Псковитинов закашлялся, и Петр Петрович поспешно налил ему из графина.

– Значится так, по делу Синицына я сдал все документы губернатору, по его личному приказу, жаль, не письменному. Но почти все помню, и что интересует, перескажу, впрочем, и пересказывать особо нечего, я и сам, признаться, собирался дело закрывать, ибо не вижу в нем состава преступления. По делу же о похищении младенцев расследование было в самом разгаре и, как ты совершенно правильно заметил, тянуло за собой еще одно давнее дело, которое, однако, на первый взгляд выеденного яйца не стоит, так что сам рассуди, с какого начать? Его тоже отобрал у меня Жеребцов, ибо выслуживается перед сам знаешь кем, точно щен, на задних лапках прыгает. Обидно. После того как он от меня дела отобрал, я, признаться, наперво хотел жаловаться, да только, чтобы не перепрыгивать через инстанции, все одно пришлось бы Аракчееву слезницу подавать… Так никуда и не написал, а просто подал в отставку. Теперь буду сидеть в имении, заведу собак, починю ружьишко, стану на охоту ездить.

– Так значит, Синицын действительно наложил на себя руки? Точно никто не помогал? – сразу сник Псковитинов. Первая версия безнадежно разваливалась.

– Однозначно, я на месте преступления был лично, снег там нетронутый, а по снегу следы раба Божьего Синицына в одну сторону. Один он там был, сам местечко выбрал, от глаз подальше, прорубь прорубил, да и… Течение сильное, быстро под лед уволокло. Тело нашли у мельницы, судебный врач сделал вскрытие. В общем, чем хочешь клянусь, сам он это дело проделал, в полном, можно сказать, одиночестве. Другое дело, кто его до подобного шага довел?

– Так-так! – Александр Иванович затаил дыхание.
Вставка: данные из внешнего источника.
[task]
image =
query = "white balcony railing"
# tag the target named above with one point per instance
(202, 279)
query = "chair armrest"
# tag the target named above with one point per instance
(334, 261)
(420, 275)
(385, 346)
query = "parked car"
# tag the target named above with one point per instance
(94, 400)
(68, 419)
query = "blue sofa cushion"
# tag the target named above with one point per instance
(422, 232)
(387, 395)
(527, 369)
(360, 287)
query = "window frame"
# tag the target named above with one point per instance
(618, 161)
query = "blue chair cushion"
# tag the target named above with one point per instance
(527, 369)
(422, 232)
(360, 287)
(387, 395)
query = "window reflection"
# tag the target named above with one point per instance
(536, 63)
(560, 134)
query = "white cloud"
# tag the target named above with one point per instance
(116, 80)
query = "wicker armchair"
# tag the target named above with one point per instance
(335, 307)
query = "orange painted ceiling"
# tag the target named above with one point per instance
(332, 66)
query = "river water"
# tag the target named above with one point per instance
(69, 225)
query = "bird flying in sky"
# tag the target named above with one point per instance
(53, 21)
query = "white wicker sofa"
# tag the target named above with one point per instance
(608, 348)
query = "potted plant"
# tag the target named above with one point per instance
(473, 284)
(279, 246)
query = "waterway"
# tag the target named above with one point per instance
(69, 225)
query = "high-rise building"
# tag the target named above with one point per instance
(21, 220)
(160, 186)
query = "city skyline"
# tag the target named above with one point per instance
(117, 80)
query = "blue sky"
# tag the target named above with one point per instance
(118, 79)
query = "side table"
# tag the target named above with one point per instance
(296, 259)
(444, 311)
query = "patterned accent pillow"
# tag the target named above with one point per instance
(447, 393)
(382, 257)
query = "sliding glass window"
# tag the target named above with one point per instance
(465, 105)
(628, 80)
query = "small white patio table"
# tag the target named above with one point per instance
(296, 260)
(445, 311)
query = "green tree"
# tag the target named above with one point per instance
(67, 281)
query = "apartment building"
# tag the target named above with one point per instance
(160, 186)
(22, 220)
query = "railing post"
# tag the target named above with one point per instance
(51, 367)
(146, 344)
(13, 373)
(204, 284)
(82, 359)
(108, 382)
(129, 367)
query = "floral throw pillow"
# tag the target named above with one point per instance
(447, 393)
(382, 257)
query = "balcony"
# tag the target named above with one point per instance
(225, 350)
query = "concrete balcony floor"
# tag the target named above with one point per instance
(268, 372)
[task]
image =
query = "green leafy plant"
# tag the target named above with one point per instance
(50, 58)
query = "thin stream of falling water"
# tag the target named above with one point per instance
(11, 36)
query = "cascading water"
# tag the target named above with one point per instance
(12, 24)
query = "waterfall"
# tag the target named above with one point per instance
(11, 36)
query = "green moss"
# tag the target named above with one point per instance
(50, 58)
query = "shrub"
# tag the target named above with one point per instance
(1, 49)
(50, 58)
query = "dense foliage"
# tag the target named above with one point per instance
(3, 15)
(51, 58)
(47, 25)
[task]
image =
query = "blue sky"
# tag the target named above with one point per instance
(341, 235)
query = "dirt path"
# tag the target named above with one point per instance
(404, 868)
– Так Минкина же и довела. Он ведь – Синицын, хоть и крепостной, но человек в обществе считался непоследний. Воевал, у хозяина солидную должность занимал, от него ведь много всего зависело. Кто заказы мастерам отправляет? Синицын. Кто решает, кого в городской дом отрядить? Кого в услужение барину на место службы? Опять же он. Теперь купцы, у которых он товар закупал, пожалуй, и разорятся без благодетеля. Я уже не говорю, сколько отставных военных, сколько полицейских низших чинов от него верный кусок хлеба имели. Аракчееву ведь то людишек своих нужно в Петербург отправлять, то в Новгород на работы гнать, то с этапом в Сибирь. За рекой, в комендантской роте, что в деревне Бабино, у него специальные люди обученные провинившихся пороть, а на все про все охрана нужна, да и экзекуторов этих, я думаю, тоже Синицын набирал. Вот и посуди, сколько недовольных после его смерти собралось, сколько ртов остались без прокорма… Что же до причины самоубийства, то тут никакой тайны нет. Домоправительница обвинила управляющего в краже графского имущества, а Аракчеев, знамо дело, расследований по такому ничтожному поводу производить не станет. Если Анастасия Федоровна сказала – стало быть, так и есть. Первая после Господа Бога! Истина, понимаешь ли, в последней инстанции. За такую провинность Синицыну грозила полная конфискация имущества и порка батогами. В общем, думаю, его, ветерана двенадцатого года, более всего возмутила как раз не потеря дома со всем приобретенным, а то, что ошельмуют, опозорят, да еще и высекут перед всем миром. Стыдно. А может, на старости лет уже и боли боялся. Вот и утопился раб Божий. А что еще делать оставалось?

4

Жеребцов, Дмитрий Сергеевич – новгородский граждан. губернатор (с 26 авг. 1818 по 1826 г.); был предан суду, с удалением от должности, в 1827 г.

5

Анастасия Федоровна Шумская (Минкина) (1782–1825) – домоправительница и сожительница графа А. А. Аракчеева, дочь Федора Минкина, сестра Бориса Федоровича Минкина.

6

Граф (с 1799 г.) Аракчеев Алексей Андреевич (23 сентября [4 октября] 1769 г., имение отца в Новгородской губернии – 21 апреля [3 мая] 1834 г., с. Грузино, Новгородской губернии) – русский государственный и военный деятель, пользовавшийся огромным доверием Павла I и Александра I. Реформатор русской артиллерии, генерал от артиллерии (с 1807 г.), военный министр (1808–1810), главный начальник Императорской канцелярии (с 1812 г.) и военных поселений (с 1817 г.).

7

Блазень – вертопрах, бездельник, праздный тип.

8

Синицын (около 1790–1824) в Грузинской волости, Новгородской губернии, Россия). Крепостной крестьянин, полицмейстер. Причина смерти – утопился в реке.